Le cheerleading : un type de danse où la sexualité est à l’avant-plan? «Certainement pas !», répond sans hésitation Martin Savard, le directeur des deux petites écoles regroupées pour n’en former qu’une seule. «Traditionnellement, on considère le cheerleading comme une danse un peu gaga où l’on fait des petites pyramides. Or ce n’est pas ça du tout, c’est un véritable sport. Il y a plus de blessures en cheerleading qu’au football», explique M. Savard. Les 26 athlètes de 4e à 6e année doivent respecter de nombreuses règles et, surtout, s’investir à fond. «Elles sont jumelées quatre par quatre.

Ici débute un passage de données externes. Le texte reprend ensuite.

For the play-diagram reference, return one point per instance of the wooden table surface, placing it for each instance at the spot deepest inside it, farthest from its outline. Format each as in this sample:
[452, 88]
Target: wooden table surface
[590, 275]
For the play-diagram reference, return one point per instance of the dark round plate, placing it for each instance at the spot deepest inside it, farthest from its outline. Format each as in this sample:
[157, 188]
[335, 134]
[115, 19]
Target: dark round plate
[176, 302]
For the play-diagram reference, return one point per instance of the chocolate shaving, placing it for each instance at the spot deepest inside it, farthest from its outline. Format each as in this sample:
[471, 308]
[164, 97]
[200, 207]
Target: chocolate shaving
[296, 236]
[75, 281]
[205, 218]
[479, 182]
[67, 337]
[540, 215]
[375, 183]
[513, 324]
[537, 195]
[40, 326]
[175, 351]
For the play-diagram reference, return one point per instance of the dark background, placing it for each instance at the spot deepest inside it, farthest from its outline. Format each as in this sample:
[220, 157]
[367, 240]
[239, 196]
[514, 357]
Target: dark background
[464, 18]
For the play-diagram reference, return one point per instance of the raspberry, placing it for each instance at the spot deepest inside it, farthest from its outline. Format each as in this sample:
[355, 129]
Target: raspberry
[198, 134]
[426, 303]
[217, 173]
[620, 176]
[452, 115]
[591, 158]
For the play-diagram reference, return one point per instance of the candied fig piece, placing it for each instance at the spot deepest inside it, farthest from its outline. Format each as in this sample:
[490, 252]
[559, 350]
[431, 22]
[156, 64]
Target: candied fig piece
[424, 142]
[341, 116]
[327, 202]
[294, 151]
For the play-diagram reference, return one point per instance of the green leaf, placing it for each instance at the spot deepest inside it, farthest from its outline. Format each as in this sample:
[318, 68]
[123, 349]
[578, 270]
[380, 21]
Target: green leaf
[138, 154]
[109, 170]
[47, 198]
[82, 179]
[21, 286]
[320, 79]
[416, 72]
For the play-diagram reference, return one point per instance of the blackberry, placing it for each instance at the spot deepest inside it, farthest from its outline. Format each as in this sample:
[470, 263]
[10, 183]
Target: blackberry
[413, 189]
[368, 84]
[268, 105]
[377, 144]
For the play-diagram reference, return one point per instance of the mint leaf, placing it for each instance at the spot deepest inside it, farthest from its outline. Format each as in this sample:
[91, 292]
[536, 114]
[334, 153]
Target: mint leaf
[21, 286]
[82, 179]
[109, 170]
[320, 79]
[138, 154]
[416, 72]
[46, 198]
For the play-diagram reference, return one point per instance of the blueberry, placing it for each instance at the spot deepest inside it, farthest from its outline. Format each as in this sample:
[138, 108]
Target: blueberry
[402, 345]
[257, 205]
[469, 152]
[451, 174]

S’il en manque une, tout s’effondre», assure le directeur.
Même les parents avaient des réticences au départ. «Je voyais le côté fifille, un peu poupoune du cheerleading mais dans le fond ce n’est pas ça du tout. C’est un sport extrême où la discipline prend beaucoup d’importance», affirme Johanne Leclerc, la maman de l’une des petites cheerleaders. «Le cheerleading est loin d’être toujours rose. Elles ont des bleus, c’est très demandant physiquement. Elles sont parfois tellement épuisées après l’entrainement que c’est difficile de faire les devoirs», ajoute Sandra Lafleur, une autre maman.
Convaincu qu’il pouvait offrir des activités tout aussi intéressantes et motivantes pour ses élèves même s’ils gravitent dans un milieu dit défavorisé, M. Savard a tout simplement répondu à la demande et lancé le programme de cheerleading au début de l’année scolaire. Et les résultats sont stupéfiants. Après quelques compétitions seulement, les jeunes cheerleaders sont classées premières dans la région.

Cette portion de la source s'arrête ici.